По ветру жизни

     Пальцы медленно гладили вороненую сталь. А мысли медленно плескались в штиле последних часов. От табачного дыма кружилась голова. Плавился мозг, изрыгая на свет одну мысль за другой, подобно матери роженице, выталкивающей на свет нового смертника. Точно также были обречены и мысли, которые могли существовать только в больном подсознании, кислород был для них как мышьяк для котенка. Вылетая из головы, они кружились и, теряя жизни, падали на пол, от чего было слышно монотонное тук, тук, тук. Глаза заплывали кровавым туманом, поэтому стало казаться, что это не мертвые мысли бьются об пол, а всего лишь кровь стучит в висках. Но это было не так. В комнате было душно и пыльно. Пыль кружилась и опускалась прямо на белесые тела мыслей, укрывая их вечным саваном. В невидящих зрачках мелькали видеофильмы прожитой недожизни. 

                ***
- Василий Петрович! Вас срочно вызывает Борис Евгеньевич.
Голос Марины звучал более чем убедительно, хотя можно было подумать, что произношение чужих имен и отчеств доставляет ей такое удовольствие, что при желании можно обойтись и без зарплаты.
Василий Петрович поднялся из-за стола. Догрызая карандаш, он пошел к двери палача.
- Садись! – кивнул на низенькое кресло Киселев, - надеюсь, ты понимаешь, зачем я тебя вызвал?
- Ммм, нет, Борис Евгеньевич, не очень.
- Ничего сложного! – улыбнулся директор, – ты уволен. Расчет возьмешь в бухгалтерии. 

                ***
- Странно – подумал Смерников, - а с утра светило солнце.
Он вышел на улицу, кутаясь в брезентовый плащ. Шел дождь. Капли из луж взлетали и кусали подбородок. Смерников стоял и прикидывал, что сделать с расчетом. Потом решил купить пистолет.

                ***
Киселев сидел в своем привезенном из Турции кресле, по крайней мере, ему это вбили в голову продавцы оного предмета. Жизнь явно издевалась над ним. Сначала крах на бирже.

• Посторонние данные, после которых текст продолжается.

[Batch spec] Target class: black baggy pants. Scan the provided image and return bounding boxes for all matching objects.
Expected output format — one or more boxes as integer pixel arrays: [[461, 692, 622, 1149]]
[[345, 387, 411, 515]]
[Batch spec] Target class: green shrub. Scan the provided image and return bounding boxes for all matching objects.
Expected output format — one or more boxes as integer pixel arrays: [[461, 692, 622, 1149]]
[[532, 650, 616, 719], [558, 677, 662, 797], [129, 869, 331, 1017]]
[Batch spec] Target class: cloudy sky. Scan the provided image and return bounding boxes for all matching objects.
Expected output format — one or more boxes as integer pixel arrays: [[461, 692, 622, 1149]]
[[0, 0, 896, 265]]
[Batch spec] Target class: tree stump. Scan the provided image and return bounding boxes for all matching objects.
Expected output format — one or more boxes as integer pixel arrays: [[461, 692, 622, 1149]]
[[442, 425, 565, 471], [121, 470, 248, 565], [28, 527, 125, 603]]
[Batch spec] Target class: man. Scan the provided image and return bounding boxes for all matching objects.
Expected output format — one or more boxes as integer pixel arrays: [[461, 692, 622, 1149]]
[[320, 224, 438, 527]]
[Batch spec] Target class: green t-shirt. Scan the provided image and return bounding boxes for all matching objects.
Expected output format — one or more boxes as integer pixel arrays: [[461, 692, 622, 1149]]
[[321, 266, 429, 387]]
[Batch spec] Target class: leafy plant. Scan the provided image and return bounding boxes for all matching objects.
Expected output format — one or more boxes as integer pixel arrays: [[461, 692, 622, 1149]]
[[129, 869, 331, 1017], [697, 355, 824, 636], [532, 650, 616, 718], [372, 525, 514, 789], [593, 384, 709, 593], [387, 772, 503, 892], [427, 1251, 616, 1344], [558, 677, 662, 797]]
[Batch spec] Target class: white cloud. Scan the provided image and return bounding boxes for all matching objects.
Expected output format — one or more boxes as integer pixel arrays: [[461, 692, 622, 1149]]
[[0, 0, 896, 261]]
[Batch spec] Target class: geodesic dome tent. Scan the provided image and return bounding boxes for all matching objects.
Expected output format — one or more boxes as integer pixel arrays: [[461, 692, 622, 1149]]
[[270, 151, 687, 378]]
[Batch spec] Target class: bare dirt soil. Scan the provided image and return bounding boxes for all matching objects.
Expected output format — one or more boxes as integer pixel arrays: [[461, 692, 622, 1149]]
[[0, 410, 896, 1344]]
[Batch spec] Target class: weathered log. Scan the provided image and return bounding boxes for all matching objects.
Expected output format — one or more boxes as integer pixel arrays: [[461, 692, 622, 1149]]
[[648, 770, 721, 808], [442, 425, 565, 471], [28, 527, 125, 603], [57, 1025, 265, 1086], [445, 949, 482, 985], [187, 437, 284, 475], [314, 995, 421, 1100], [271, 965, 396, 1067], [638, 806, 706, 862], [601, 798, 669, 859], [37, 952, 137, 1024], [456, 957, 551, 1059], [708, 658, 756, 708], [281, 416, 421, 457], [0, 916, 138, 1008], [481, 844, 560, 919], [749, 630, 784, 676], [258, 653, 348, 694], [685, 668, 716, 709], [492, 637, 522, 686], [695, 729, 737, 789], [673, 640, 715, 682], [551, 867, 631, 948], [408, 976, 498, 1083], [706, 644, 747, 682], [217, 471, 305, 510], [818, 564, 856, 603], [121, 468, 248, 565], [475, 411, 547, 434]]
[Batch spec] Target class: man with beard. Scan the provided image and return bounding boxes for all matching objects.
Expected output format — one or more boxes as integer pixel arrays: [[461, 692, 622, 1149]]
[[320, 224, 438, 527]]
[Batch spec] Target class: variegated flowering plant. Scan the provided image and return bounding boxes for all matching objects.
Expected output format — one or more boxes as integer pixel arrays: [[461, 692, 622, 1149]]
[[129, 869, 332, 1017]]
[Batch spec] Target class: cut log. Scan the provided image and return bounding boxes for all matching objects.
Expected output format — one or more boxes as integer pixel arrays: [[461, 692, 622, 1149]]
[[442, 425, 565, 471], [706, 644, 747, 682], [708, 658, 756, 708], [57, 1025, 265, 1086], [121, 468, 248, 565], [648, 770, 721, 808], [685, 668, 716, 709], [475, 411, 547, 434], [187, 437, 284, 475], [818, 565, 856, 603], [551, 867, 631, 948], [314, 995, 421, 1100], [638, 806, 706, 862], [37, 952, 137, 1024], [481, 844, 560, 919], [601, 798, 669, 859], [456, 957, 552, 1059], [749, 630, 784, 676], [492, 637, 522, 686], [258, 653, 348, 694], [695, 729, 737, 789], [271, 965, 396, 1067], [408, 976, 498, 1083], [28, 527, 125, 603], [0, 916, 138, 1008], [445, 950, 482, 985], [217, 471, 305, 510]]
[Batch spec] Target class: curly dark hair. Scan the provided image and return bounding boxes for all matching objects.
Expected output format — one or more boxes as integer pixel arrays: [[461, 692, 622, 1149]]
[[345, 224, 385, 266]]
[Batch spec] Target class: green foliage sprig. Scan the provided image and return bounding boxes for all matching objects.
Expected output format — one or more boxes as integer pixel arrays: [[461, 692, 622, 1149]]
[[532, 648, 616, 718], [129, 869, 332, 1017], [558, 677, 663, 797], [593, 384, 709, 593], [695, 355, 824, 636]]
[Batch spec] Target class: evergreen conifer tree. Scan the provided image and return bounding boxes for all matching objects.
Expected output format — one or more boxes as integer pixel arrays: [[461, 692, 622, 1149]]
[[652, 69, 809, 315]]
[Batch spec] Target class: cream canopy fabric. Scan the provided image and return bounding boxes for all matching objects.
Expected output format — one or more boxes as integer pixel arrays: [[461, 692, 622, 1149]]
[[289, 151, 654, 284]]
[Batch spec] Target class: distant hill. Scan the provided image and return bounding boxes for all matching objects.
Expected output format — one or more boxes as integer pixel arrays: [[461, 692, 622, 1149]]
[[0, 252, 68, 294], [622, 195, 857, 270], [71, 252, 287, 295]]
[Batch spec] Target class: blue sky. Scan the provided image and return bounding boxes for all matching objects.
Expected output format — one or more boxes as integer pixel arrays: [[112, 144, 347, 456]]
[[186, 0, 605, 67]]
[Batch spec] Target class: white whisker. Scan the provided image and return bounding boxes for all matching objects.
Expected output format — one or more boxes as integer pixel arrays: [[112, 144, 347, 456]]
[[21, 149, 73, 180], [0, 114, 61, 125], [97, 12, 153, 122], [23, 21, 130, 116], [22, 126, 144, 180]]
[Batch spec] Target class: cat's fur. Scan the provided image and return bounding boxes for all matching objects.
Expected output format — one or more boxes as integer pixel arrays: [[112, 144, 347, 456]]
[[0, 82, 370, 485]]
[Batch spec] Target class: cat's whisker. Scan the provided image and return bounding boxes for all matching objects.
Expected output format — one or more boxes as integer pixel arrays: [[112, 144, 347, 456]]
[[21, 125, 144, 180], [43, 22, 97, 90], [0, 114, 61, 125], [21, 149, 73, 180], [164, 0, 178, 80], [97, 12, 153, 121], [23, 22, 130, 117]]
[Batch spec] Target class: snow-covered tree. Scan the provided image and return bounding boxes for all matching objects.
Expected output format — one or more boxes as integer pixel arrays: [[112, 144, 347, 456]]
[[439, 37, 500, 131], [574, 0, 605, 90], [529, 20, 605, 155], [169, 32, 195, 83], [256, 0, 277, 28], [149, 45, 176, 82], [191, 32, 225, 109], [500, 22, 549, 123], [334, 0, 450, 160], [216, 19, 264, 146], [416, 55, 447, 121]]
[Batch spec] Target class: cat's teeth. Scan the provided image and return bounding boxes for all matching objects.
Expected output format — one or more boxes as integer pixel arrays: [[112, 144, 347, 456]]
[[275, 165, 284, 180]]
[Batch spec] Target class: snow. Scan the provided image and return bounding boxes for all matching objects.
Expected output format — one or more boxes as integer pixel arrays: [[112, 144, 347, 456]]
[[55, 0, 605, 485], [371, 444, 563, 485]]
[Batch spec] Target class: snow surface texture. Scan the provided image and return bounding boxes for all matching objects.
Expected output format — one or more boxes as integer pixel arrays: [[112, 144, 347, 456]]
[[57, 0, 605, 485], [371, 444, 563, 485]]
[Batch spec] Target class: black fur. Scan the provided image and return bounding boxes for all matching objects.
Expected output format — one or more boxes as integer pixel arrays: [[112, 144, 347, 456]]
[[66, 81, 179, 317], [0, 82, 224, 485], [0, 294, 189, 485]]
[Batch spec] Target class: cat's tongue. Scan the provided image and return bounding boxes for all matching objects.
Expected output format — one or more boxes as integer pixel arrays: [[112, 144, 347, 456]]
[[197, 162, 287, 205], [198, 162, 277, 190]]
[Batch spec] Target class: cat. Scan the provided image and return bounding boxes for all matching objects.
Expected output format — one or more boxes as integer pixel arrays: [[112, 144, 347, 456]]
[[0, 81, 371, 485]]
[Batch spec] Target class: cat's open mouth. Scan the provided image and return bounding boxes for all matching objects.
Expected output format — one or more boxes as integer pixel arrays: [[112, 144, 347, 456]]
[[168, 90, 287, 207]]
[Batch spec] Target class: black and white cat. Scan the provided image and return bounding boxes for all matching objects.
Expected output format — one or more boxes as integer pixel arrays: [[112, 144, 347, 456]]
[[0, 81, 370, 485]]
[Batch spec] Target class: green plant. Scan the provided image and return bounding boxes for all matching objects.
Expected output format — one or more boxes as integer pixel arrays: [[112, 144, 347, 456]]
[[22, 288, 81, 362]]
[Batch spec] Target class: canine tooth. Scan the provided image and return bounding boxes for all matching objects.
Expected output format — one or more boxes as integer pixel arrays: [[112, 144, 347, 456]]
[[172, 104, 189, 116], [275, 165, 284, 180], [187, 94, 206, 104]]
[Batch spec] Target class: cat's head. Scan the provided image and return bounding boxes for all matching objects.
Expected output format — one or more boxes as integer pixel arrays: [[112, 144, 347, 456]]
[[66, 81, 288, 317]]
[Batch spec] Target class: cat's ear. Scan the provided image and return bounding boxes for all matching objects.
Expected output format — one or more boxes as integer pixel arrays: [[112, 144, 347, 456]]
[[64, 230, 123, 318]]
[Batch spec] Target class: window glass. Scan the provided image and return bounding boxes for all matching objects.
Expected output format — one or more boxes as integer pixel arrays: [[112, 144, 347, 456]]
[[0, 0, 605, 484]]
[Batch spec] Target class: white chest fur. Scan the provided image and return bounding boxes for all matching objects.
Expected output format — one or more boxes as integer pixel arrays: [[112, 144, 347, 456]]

Потом этот остолоп Вася, а вот сейчас полный конец, тотальный и безоговорочный. Приехала теща. «Да, в принципе ничего страшного, это только анекдоты, если не брать во внимание, что старческий склероз оставил меня теперь без квартиры» - Киселева колотило, поэтому он налил себе водки. Учиненный тещей пожар настойчиво прививал Борису апатию к жизни. Налив еще водки, он открыл выдвижной ящик стола и достал пистолет.

                ***
Толя вздохнул, выключил телевизор, подумал о бессмысленно потраченном времени.
«Однако как затягивает, а! Завтра кто-нибудь из них точно пустит себе пулю в висок» - хмыкнул он и заснул. А на  прокуренной кухне, на полу которой лежали мертвые мысли, его отец делал свой каждодневно будничный выбор.  И это уже не поддавалось дрессировке. Просто медитация и уважение. Ответ приходит сам собой. Секретный шанс на спасение. Станцуй. Какой там космос? Какие звезды? А он сидел и не мог вспомнить свое лицо. Это не сложно. Это невозможно. Образ забыть трудно, но воссоздать все по черточкам. Одна ошибка и уже все. И если он кому-то скажет, что любит кого-то этот кто-то не поймет его.

                ***
Толя вздрогнул. Потянул ноздрями воздух, причмокнул, почесался, но так и не проснулся. Ему приснилось, что стреляли из пушки.   
Через тридцать лет Толя сидел в кожаном кресле, привезенном из Турции, и думал о жизни. Остекленевшие глаза вспоминали детство. Толя вышел из оцепенения и хлопнул по столешнице ладонями: «Однако как затягивает, а! Завтра точно пущу себе пулю в висок».